Als Reflex bezeichnet man in der Psychologie die einfache, automatische, angeborene Reaktion auf einen sensorischen Reiz, wie den Kniesehnenreflex oder den Lidschlussreflex. Reflexe sind von Geburt an vorhandene, unwillkürliche (d. h. nicht steuerbar ablaufende) Reaktionen des Organismus auf innere oder äußere Reize. Man unterscheidet verschiedene Arten von Reflexen.
Beispiel: Bei der medizinischen Überprüfung des Kniesehnenreflexes oder Patellasehnenreflexes wird durch einen leichten Schlag auf die Patellarsehne unterhalb der Kniescheibe ausgelöst, der ruckartig die Dehnung der Sehne verändert bzw. erhöht. Diese Erhöhung der Sehnenspannung wird über Nervenbahnen weitergeleitet, wobei auf kurzem Weg über das Rückenmark eine reflexartige Aktivierung der kniestreckenden Muskulatur erfolgt. Die Abkürzung über das Rückenmark ist deshalb sinnvoll, denn wenn eine schnelle, starke Dehnung auf die Sehne einwirkt und der Körper erst auf eine Antwort des Großhirns warten müsste, ist es für diesen motorisch schnell ablaufenden Prozess meist zu spät. Dieser Reflex stellt daher eine Schutzreaktion dar, ist auch nicht trainierbar und bleibt im Wesentlichen immer gleich. Ein Ausbleiben des Reflexes weist auf eine Schädigung der jeweiligen Rückenmarkssegmente oder des Oberschenkelnervs hin.
Bei Eigenreflexen sind der Ort der Reizauslösung und der Ort, an dem die physiologische Reaktion (Erfolgsorgan) darauf erfolgt, identisch (Zehenbeugereflex), während diese Orte bei Fremdreflexen verschieden sind. Erstere werden auch monosynaptische, letztere polysynaptische Reflexe genannt. Während diese beiden durch Reflexbögen vermittelt werden, treten bedingte Reflexe erst nach Konditionierung auf. Reflexbögen beschreiben die Stationen, die bei Auslösung eines Reflexes nacheinander im Körper aktiviert werden.
Persistierende frühkindliche Reflexe haben Auswirkungen auf Lernen und Verhalten von Kindern
Jedes Baby entwickelt noch im Mutterleib Reflexe, die durch Reize aus der Umwelt ausgelöst werden und sein Überleben sichern. So führt etwa der Saugreflex dazu, dass ein Neugeborenes zu saugen beginnt, wenn seine Lippen berührt werden, doch verschwinden solche Muster im Lauf des Kleinkindalters. Durch Stress, Rauchen oder Alkoholkonsum in der Schwangerschaft kann dieser Prozess aber gestört werden, ebenso durch eine verlängerte Geburt sowie Infektionen beim Neugeborenen, die die Entwicklung verzögern, können dazu führen, dass frühkindliche Reflexe erhalten bleiben.

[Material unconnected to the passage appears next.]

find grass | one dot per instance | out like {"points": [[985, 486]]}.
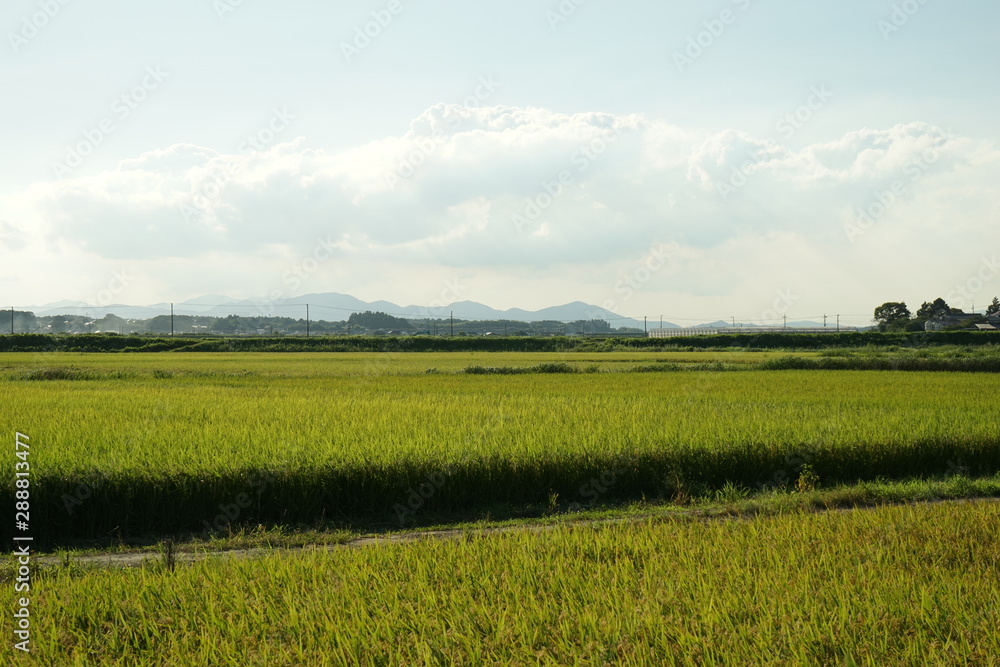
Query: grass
{"points": [[899, 585], [162, 444]]}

Bei solchen erhalten gebliebenen Reflexen reagiert später ein Schulkind aber nicht so wie ein Neugeborenes, sondern es fällt durch Entwicklungsverzögerungen auf, etwa in Form von Konzentrationsproblemen, nicht Stillsitzen können, Lese- und Rechtschreibschwierigkeiten oder fehlende Impulskontrolle. Das Nervensystem kann solche erhalten gebliebenen Reflexe zwar meist unterdrücken, dennoch binden sie Aufmerksamkeit, die den Kindern dann fehlt. Anzeichen für eine solche Entwicklung kann sein, dass ein Kind oft stürzt, es allgemein ungeschickt erscheint, in der Grob- und Feinmotorik oder in der Sprachentwicklung verzögert ist, ihm Lesen und Schreiben schwer fällt. Häufig sind die Ursachen dafür frühkindliche Restreflexe, die nicht in das Gehirn integriert worden sind. Abhilfe schafft hier ein Reflexintegrationstraining mit Methoden, die dazu dienen die neuromotorische Reife von Kindern zu überprüfen, den individuellen Entwicklungsbedarf festzustellen und mit einem gezielten Unterstützungsprogramm ein neuronales Nachreifen zu ermöglichen.

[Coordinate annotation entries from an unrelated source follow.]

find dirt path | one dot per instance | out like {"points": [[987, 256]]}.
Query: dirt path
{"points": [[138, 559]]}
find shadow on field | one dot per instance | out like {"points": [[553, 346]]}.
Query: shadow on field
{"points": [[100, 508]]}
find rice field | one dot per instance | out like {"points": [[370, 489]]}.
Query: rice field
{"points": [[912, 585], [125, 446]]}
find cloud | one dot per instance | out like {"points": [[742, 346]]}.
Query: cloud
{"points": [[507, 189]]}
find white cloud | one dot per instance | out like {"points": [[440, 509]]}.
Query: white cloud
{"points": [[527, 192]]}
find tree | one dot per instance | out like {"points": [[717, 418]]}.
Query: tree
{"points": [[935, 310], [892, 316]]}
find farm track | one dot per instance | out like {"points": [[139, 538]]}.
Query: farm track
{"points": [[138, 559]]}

Anmerkung: Nicht selten erhalten solche Kinder die Diagnose Aufmerksamkeitsdefizit-Hyperaktivitätsstörung, da die Symptome ähnlich sind, doch bei ADHS sind nicht solche verbliebenen Reflexe die Ursache.
Literatur
http://www.biologische-psychologie.de/entries/64 (12-03-21)
Vielen Dank für die schnelle und Auführliche Antwort!
In meinen Studienuntelagen steht, dass die Greifreflexe und auch die Schreitreaktion eines Babys strukturierte motorische Verhaltensweisen sind. Ist dann also davon auszugehen, dass das Baby diese mit einem gewissen Ziel macht? Diese Verhaltensweisen dienen ja zur Übung der Bewegungen und verschwinden nach gewisser Zeit wieder um dann als kontrollierte Bewegungen wieder aufzutauchen. Kann man sagen, dass Reflexe bestehen bleiben und nicht verschwinden, wie die oben genannten? Oder werden die oben genannten als Verhaltensmuster bezeichnet, da sie den Sinn des Einübens der Bewegungsabläufe haben?
LG Annette
Ich denke, dass es sich dabei um Definitionsfragen handelt, die jeweils aus der Perspektive der Fachdisziplin zu betrachten sind. Es dürfte etwas schwierig sein, Verhaltensmuster bei Kleinkindern hinsichtlich ihrer Intentionalität zu beurteilen.
W. S.
Hallo,
kann mir jemand den Unterschied zwischen Reflexen und strukturiert motorischem Verhalten erklären?
Vielen Dank schonmal.
LG Annette
Reflexe und strukturiertes motorisches Verhalten unterscheiden sich vor allem in ihrer Komplexität und der Art der Steuerung, denn Reflexe sind schnelle, automatische Reaktionen auf bestimmte Reize, die ohne bewusste Kontrolle ablaufen. Reflexe werden in der Regel durch das Rückenmark vermittelt und erfordern keine bewusste Entscheidung oder Planung durch das Gehirn. Ein Reflex ist also ein sehr einfacher, festgelegter Vorgang, der auch meist unveränderlich und angeboren ist. Im Gegensatz dazu ist strukturiertes motorisches Verhalten komplexer und wird durch das zentrale Nervensystem gesteuert, wobei das Gehirn eine zentrale Rolle spielt. Diese Bewegungen sind dabei meist zielgerichtet und können durch Lernen und Übung verändert oder angepasst werden. Sie erfordern eine bewusste Planung und Entscheidung, etwa beim Greifen nach einem Objekt oder beim Laufen. Während Reflexe also automatische Reaktionen auf bestimmte Reize sind, handelt es sich bei strukturiertem motorischem Verhalten um Bewegungen, die in einem komplexe Kontext und mit einem bestimmten Ziel ausgeführt werden.
W. S.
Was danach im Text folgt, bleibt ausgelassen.